My vote counted this year, but the same cannot be said for countless fellow Americans. They lost that right due to complicated, restrictive voter identification laws passed in the wake of the Supreme Court's decision to strike down key components of the Voting Rights Act. This effectively removed any federal oversight of state laws that have historically disenfranchised minority voters, including LGBT voters.
In response to this decision, Illinois proposed an amendment to our state constitution, banning discrimination in registration and voting based on, income, language, and sexual orientation, and other criteria (though, unfortunately, not gender identity). The amendment had broad bipartisan support in the state legislature, where nary a senator voted against it, and at the ballot box, where it passed by 72 percent. This, on the same night we elected our first Republican governor in 12 years.
We showed the nation that the right to vote is not a partisan issue. But many other states, including North Carolina, Pennsylvania, and most notably, Texas, have continued to enact restrictive voting laws, purportedly to deal with the virtually non-existent issue of voter fraud. In reality, these laws have disenfranchised hundreds of thousands of Americans.
While many have considered how laws have negatively affected various demographics, like African-Americans, Latinos, and millennials, voter disenfranchisement is an LGBT issue, as well. Not only do LGBT people belong to each of these demographics, but we can face unique challenges simply trying to register to vote.
In 2012, an American Civil Liberties Union lawsuit against the Commonwealth of Pennsylvania challenged a voter identification law that effectively disenfranchised thousands of transgender voters because they lacked identification accurately reflecting their gender. That year, the Williams Institute estimated as many as 25,000 trans* voters could be turned away at the ballot box because of voter identification laws.

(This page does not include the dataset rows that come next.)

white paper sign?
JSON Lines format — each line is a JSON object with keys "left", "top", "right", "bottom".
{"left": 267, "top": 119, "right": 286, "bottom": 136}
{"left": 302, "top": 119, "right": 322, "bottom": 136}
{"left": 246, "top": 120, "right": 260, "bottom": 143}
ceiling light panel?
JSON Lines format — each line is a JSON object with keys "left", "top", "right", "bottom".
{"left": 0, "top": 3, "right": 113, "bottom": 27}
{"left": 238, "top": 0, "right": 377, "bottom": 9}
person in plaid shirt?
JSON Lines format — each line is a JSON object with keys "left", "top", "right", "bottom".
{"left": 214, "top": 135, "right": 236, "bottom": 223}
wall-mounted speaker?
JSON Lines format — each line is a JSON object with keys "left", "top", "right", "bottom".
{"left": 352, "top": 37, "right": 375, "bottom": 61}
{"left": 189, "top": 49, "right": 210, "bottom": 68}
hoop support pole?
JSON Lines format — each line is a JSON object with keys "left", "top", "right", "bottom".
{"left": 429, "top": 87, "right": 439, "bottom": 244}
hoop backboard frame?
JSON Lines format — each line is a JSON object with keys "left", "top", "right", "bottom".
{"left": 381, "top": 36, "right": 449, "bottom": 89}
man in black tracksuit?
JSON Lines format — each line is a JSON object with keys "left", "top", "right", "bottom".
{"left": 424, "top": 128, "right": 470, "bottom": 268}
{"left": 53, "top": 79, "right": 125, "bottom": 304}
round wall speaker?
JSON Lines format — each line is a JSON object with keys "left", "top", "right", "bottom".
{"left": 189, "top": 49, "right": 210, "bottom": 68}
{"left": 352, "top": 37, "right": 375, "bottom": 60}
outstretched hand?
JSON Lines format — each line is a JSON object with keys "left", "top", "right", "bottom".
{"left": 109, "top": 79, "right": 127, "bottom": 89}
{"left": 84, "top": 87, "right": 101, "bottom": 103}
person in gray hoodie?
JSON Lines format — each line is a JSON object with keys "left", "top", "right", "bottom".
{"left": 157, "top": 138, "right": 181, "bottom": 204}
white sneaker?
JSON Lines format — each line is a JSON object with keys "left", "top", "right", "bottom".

This year, two separate cases out of Texas show that the fight is only just beginning. That state, which does not recognize same-sex marriages, and has some of the strictest voter identification laws in the nation, requires valid Texas identification in order to register. The Dallas Morning News reported on two lesbian couples who married out of state and had troubles registering to vote as one partner in each couple took the other's last name. Because the state wouldn't recognize their marriage certificates, the women had to pursue a lengthy and costly legal process to obtain accurate identification. Without this arduous hurdle, they would not have been allowed to vote.
Those couples were successful after a long battle, but for the millions of LGBT Americans living in poverty, such costly court proceedings are out of the question. A startlingly high proportion of LGBT people live below the poverty line, and they simply have no financial recourse to address what, aside from being blatant discrimination, becomes a burdensome (and unconstitutional) poll tax. Without the required forms of identification, or the money needed to obtain them, these Americans are effectively disenfranchised, unable to exercise the most basic of civil rights simply because of their sexual orientation and/or gender identity.
All of this comes in a year when our votes have mattered more than ever. Across the country, from Florida to Alaska, anti-equality politicians were elected at the state and federal level, making pivotal legislation like the Employment Non-Discrimination Act seem increasingly unlikely of being enacted anytime soon. At the same time, this election increases the likelihood of more states passing legislation like Mississippi's anti-LGBT law allowing businesses and individuals to legally discriminate against us based on so-called religious freedom.
The stakes are high, and the ballot is the most important weapon we have in the fight for equality. Without full LGBT enfranchisement, we cannot possibly hope to counteract the rash of legislation in state houses around the country that explicitly aims to turn back the gains we've made. Without the vote, we cannot hope to elect lawmakers who will not only vote on federal protections for our community, but confirm the federal judges responsible for making sure they're enforced. Without the ability to freely vote, we cannot hope to continue our long march towards justice.
The right to vote is the most fundamental American right. For more than two centuries, we have fought — at Bunker Hill, at Bull Run, at Seneca Falls, at Selma — to ensure that every American could cast her or his ballot. This current spate of legislation, left unchecked thanks to a now-toothless Voting Rights Act, is the greatest threat to American suffrage since the civil rights movement. It is detrimentally effecting Americans of all stripes, and it is the responsibility of all Americans, including LGBT Americans, to continue the struggle of our forebears.
As our fight for marriage equality continues to wind its way through the federal courts, we cannot lose sight of our stake in the oldest fight in this country: the right to stand up and be counted. As we campaign for fairness ordinances and ENDA, we must also campaign for the right of every American to have a say in our collective destiny. We cannot sit idly by, claiming civil rights victories, as our most basic right is being quietly stripped away.
Our votes matter. It's time to fight like they do.